Donald S. Torry, PhD
Dr. Torry is a Professor in the Department of Medical Microbiology, Immunology and Cell Biology, Clinical Professor of Obstetrics and Gynecology, Department of Obstetrics and Gynecology, Director of Basic Science Research for the Simmon's Cancer Institute, and Associate Dean for Research at SIU School of Medicine. He has served as a member of the International Federation of Placental Associations, the Society for the Study of Reproduction and the American Society for Reproductive Immunology for which he has served as Secretary (1996-2000), Treasurer (1999-2002) and President (2002-2006). He was a member of the Pregnancy and Perinatology Study Section at the National Institutes of Health, Bethesda, MD., and sits on the Editorial Boards of the American Journal for Reproductive Immunology and the Journal of Reproductive Immunology.

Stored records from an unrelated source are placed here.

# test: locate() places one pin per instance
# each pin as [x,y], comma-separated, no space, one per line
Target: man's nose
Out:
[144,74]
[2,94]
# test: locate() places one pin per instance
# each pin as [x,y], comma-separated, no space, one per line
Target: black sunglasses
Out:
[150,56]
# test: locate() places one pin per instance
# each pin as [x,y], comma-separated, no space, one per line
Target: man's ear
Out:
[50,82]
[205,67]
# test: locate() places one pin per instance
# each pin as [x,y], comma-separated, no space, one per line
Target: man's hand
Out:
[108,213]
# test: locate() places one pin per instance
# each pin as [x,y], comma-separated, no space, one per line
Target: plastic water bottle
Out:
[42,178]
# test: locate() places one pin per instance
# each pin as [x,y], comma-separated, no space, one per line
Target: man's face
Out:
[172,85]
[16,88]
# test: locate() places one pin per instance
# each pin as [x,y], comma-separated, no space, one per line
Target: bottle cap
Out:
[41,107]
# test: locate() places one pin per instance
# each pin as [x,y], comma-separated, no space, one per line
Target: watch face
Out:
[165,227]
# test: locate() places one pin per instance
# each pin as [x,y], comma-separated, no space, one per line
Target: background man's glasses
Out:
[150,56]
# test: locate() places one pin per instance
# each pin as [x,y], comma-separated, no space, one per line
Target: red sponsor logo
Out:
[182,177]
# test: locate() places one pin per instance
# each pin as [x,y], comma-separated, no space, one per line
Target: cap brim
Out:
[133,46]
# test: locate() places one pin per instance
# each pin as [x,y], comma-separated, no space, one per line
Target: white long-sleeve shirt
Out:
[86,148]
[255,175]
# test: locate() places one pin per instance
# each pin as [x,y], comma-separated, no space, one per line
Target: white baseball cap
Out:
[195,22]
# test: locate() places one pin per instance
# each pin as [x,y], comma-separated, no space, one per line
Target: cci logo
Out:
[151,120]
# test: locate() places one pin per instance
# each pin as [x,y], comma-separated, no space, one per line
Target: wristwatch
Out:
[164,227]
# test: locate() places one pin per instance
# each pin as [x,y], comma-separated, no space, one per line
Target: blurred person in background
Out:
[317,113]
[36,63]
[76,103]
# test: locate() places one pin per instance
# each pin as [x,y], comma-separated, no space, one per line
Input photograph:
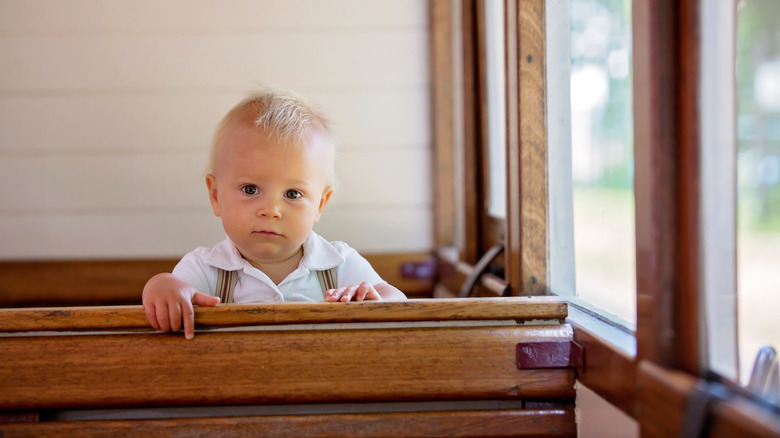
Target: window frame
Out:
[628,371]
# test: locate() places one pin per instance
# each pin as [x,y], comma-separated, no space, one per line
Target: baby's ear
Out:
[211,184]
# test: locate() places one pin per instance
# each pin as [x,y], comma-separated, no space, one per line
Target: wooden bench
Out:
[410,368]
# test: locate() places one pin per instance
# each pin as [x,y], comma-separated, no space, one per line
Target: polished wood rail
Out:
[231,315]
[372,354]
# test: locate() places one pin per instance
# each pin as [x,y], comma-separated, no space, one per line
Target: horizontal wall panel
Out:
[121,235]
[379,117]
[100,16]
[105,123]
[173,234]
[403,177]
[380,229]
[388,59]
[154,122]
[50,183]
[174,180]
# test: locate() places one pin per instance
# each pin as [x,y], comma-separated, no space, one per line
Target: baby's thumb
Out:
[200,299]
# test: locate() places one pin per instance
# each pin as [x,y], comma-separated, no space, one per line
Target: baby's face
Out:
[268,195]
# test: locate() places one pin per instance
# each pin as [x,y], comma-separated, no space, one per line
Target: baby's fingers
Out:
[161,311]
[364,291]
[188,316]
[151,315]
[349,292]
[174,313]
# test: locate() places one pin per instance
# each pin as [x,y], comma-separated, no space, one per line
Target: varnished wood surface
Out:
[527,252]
[133,317]
[120,282]
[662,394]
[277,366]
[609,372]
[443,126]
[514,423]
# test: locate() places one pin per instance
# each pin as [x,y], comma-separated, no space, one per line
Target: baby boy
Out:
[270,177]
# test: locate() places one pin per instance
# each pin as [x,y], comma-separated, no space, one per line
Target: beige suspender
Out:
[226,283]
[327,279]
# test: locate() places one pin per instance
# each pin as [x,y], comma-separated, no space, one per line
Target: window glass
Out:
[758,178]
[496,112]
[602,155]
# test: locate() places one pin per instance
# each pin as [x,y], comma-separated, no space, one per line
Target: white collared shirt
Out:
[199,270]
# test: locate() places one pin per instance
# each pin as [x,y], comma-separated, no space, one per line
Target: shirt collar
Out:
[319,254]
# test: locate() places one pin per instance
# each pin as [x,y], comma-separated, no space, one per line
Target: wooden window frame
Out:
[666,345]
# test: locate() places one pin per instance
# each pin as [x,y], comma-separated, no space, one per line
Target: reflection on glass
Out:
[494,54]
[758,178]
[602,155]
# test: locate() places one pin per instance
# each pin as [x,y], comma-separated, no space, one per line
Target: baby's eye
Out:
[293,194]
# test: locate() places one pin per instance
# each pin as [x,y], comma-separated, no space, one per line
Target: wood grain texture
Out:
[527,159]
[443,89]
[666,55]
[662,396]
[231,315]
[462,424]
[608,371]
[278,366]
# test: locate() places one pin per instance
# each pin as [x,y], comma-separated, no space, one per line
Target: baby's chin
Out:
[268,255]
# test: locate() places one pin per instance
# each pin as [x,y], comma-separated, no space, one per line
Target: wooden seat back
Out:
[319,354]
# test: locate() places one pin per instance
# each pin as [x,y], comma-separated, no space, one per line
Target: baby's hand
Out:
[361,292]
[168,302]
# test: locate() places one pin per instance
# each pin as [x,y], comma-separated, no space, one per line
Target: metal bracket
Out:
[550,354]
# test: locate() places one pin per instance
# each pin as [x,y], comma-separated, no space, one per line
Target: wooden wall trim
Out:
[120,282]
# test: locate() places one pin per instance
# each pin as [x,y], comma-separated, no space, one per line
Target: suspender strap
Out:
[327,279]
[226,284]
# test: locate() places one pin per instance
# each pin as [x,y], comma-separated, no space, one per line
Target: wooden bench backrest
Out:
[416,350]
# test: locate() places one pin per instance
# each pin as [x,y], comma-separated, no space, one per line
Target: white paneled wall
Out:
[107,109]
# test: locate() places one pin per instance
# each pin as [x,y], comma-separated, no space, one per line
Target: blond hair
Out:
[282,115]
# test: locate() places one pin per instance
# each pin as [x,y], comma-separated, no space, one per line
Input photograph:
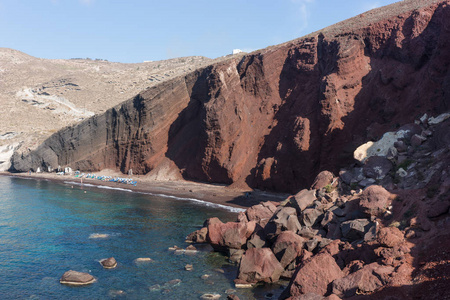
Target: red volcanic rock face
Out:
[259,265]
[274,119]
[315,275]
[229,235]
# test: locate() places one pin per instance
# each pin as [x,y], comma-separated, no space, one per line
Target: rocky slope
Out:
[40,96]
[379,231]
[274,118]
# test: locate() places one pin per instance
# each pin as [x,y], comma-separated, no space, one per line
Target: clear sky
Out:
[138,30]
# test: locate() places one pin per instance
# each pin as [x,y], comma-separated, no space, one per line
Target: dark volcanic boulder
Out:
[354,229]
[259,265]
[377,167]
[368,279]
[229,235]
[285,218]
[198,236]
[287,247]
[390,237]
[323,179]
[374,200]
[76,278]
[303,199]
[314,275]
[109,263]
[261,213]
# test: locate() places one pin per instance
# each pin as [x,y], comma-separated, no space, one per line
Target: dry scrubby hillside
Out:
[274,118]
[40,96]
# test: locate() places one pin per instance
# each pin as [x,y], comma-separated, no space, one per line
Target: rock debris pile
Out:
[347,235]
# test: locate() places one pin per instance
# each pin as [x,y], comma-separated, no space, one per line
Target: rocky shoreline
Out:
[210,194]
[368,231]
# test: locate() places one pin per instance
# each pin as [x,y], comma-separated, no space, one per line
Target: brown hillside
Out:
[274,118]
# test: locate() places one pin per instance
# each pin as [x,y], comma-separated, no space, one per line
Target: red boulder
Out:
[259,265]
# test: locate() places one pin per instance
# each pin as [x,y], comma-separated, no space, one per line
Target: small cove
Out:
[48,228]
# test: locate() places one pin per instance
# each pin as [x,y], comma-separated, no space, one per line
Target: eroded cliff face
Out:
[275,118]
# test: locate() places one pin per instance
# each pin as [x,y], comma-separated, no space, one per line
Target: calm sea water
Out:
[48,228]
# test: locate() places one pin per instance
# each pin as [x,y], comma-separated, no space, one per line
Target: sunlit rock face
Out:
[274,118]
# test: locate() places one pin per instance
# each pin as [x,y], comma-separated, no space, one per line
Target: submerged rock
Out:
[314,275]
[76,278]
[109,263]
[259,265]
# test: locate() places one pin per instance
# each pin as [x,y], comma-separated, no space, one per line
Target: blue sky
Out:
[138,30]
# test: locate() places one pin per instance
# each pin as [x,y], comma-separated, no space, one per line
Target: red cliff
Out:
[276,117]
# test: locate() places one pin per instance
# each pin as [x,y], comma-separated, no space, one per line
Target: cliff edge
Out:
[274,118]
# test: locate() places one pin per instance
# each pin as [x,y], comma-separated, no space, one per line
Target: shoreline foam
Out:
[216,196]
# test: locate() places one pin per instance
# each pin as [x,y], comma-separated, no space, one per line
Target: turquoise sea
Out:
[47,228]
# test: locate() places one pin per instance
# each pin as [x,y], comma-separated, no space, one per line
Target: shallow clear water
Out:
[48,228]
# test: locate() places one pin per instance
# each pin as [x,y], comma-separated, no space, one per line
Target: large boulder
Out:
[258,239]
[374,200]
[390,237]
[368,279]
[285,218]
[259,265]
[222,236]
[109,263]
[303,199]
[198,236]
[287,247]
[355,229]
[76,278]
[261,213]
[314,275]
[309,216]
[377,167]
[322,179]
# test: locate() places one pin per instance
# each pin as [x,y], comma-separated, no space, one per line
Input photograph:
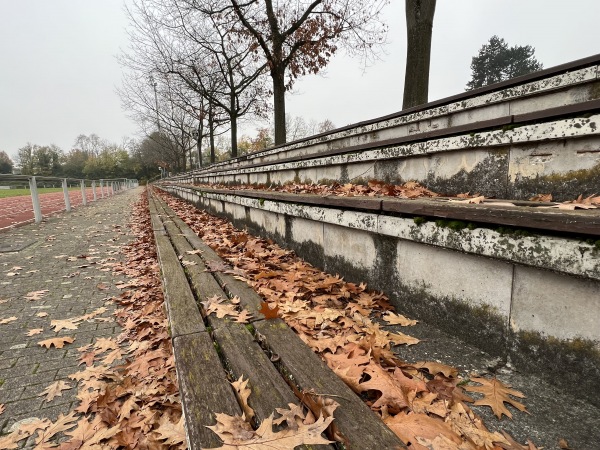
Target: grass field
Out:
[4,193]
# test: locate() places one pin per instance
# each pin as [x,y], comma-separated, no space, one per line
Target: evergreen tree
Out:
[498,62]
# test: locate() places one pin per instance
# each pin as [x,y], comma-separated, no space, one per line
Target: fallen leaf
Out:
[9,320]
[410,427]
[36,295]
[63,423]
[104,344]
[475,200]
[186,263]
[58,342]
[541,198]
[243,317]
[172,433]
[54,390]
[268,312]
[242,392]
[434,368]
[264,437]
[495,395]
[398,319]
[562,443]
[67,324]
[293,416]
[10,441]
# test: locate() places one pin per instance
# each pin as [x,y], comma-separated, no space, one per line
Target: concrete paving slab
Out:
[68,255]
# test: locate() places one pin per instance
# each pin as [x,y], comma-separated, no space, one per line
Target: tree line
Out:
[196,69]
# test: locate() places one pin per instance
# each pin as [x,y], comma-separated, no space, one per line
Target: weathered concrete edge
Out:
[434,112]
[562,255]
[559,129]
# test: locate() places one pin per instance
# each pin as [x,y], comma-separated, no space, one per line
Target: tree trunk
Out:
[211,133]
[279,104]
[233,125]
[199,142]
[419,25]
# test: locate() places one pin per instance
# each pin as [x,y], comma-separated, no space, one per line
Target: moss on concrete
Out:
[480,325]
[562,186]
[573,365]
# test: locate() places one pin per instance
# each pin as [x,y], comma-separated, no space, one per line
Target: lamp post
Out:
[153,83]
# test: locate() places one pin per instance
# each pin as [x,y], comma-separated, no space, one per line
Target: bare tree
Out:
[176,37]
[419,27]
[299,38]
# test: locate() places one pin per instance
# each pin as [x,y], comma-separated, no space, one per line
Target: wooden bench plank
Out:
[240,353]
[232,286]
[203,387]
[184,315]
[522,215]
[360,426]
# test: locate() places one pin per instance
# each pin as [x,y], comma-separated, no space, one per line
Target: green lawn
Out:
[4,193]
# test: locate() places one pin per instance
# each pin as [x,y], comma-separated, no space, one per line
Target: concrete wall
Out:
[561,156]
[493,290]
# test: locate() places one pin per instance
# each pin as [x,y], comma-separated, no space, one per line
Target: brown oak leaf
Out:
[7,320]
[242,392]
[495,395]
[246,438]
[58,342]
[54,390]
[268,312]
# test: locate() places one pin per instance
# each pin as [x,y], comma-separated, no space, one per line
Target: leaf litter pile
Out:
[424,403]
[132,405]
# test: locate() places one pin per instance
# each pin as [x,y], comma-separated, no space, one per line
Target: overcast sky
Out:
[58,68]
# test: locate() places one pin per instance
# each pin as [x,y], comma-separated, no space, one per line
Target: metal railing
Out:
[107,187]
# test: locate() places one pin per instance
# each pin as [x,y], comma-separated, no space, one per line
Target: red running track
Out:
[15,211]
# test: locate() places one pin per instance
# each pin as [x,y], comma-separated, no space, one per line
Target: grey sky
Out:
[58,70]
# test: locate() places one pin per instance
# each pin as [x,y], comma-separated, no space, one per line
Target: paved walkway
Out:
[66,263]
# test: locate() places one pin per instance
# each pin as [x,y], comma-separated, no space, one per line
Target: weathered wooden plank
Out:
[360,426]
[522,215]
[239,350]
[243,356]
[184,315]
[587,222]
[249,299]
[203,387]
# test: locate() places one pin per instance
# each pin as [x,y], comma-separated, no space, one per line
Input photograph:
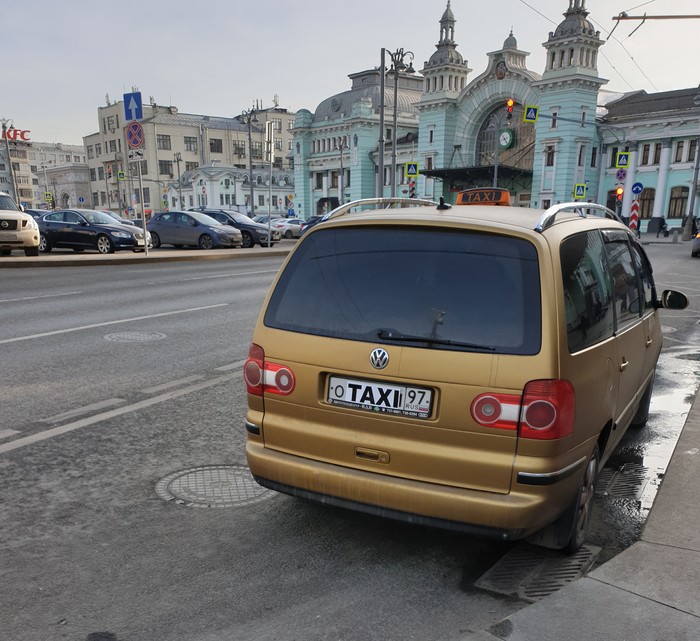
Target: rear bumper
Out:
[511,516]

My laboratory is currently investigating two novel situations where angiogenesis is critically important; pregnancy and cancer. One of the most important adaptations to pregnancy is the intense vascular growth and remodeling associated with development of a competent placenta. Adequate vascular development and perfusion of the placental bed is essential for normal pregnancy and vascular deficiencies contribute to many obstetrical complications. We were the first to show that expression of the angiogenic growth factor, placenta growth factor (PlGF) is severely decreased in pregnancies complicated with preeclampsia, one of the leading causes of maternal and fetal morbidity and mortality. In spite of this clinical relevance, little is known regarding the cells and stimuli that regulate angiogenic growth factor production at the maternal-fetal interface during gestation. Our previous findings show that expression of PlGF is negatively regulated in placental trophoblast by hypoxia. However, PlGF expression is readily induced by low oxygen tension in nontrophoblast cells. How this unique and cell type specific regulation of PlGF expression is mediated is not known.
Natural killer (NK) cells in the decidua during early pregnancy associate with vessels and promote implantation and vascular remodeling highlighting the importance of these innate immune cells to facilitate successful pregnancy. Human decidua NK (dNK) cells express high levels of PlGF and vascular endothelial growth factor (VEGF) in situ. However, PlGF and VEGF expression does not occur in peripheral NK (pNK) cells. Similarly, we found conversion of pNK to dNK-like cells occurs in renal cell carcinoma. The ability of NK cells to contribute to both the physiological or pathological processes of pregnancy or tumor growth is a result of their “re-programming” that occurs within those microenvironments. Understanding the mechanisms contributing to the conversion of NK cells to pro-angiogenic dNK-like cells might provide novel approaches to limit tumor growth and/or metastasis.
General Laboratory Techniques:
Cell culture, isolation and culture of primary human trophoblast, NK cells and umbilical vein endothelial cells, real-Time PCR, qRT-PCR, RNA isolation, protein assays, Western blotting, immunoprecipitation, Flow cytometry, reporter gene assays, transient transfections, Immunohistochemistry, enzyme-linked Immunosorbant assays (ELISA), gene cloning and recombinant DNA techniques, adenovirus and lentivirus mediated gene delivery in primary human cells.